I would go for a data/read inefficient, static parallelization. But this might not be faster in the end.:
Each block updates only on one data point in the output.
The stencil is loaded in the shared memory.
Sorting is performed via threads.
The data to sort should be twice as large as the number of threads used for sorting.
Thus initially each thread load to data values into shared memory.
Threads select two adjacent data points and compare them.
The swap the data points if the larger has a lower index.
If a swap occured, the thread writes a True to a shared bool value (this can be atomic, but does not have to be).

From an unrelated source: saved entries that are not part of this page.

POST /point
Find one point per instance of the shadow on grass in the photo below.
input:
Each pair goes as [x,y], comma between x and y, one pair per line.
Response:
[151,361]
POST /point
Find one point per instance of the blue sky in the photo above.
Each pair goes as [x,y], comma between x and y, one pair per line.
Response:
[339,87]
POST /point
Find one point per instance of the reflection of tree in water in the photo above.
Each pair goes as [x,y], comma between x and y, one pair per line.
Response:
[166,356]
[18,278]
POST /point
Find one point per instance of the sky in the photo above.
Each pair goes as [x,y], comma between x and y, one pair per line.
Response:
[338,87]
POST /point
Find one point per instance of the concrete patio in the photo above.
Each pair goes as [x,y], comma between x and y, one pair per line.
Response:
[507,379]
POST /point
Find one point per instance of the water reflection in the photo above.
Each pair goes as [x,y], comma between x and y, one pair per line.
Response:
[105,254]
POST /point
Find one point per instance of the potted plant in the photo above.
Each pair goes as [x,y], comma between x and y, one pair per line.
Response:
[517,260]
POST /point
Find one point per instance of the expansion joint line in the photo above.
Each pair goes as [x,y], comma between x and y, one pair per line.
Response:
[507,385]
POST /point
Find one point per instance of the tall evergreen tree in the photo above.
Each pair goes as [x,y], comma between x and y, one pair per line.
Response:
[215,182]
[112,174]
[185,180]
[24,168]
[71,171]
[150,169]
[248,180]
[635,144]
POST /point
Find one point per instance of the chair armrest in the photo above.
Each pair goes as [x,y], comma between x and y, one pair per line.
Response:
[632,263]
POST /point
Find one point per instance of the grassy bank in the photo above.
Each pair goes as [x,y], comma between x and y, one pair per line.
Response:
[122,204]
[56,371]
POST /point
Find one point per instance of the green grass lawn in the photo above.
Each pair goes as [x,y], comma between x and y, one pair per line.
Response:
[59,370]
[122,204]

If the bool is true, the bool is set to false and the procedure is repeated with a shifted read by the threads until the shared memory is sorted and the shared bool stays false.

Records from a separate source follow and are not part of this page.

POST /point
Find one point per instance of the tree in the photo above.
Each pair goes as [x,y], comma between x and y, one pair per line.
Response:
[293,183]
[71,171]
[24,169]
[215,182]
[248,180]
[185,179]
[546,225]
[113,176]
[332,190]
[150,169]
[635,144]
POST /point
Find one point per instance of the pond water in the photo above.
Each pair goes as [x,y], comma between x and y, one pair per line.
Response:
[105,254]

If the shared bool stayed false, the thread with id 0 determines the median value and writes in the global output.
Hi,
We are trying to implement a parallel sorting algorithm to improve the median filter.
So in each thread, we need to sort an array, and if we want to sort them in parallel, it means in each thread we launch a sub-kernel to sort.
neither quicksort: https://stackoverflow.com/questions/14068263/cuda-quicksort-in-kernel-recall
nor odd-even sort: https://devtalk.nvidia.com/default/topic/394362/faulty-sort-algorithm-please-help-33-odd-even-sort/B
Both need to launch sub-kernel. This behavior is so-called "Dynamic Parallelism",
But unfortunately, Numba doesn't support this feature: https://numba.pydata.org/numba-doc/dev/cuda/kernels.html#kernel-declaration
So is there any other idea for parallel sorting algorithm?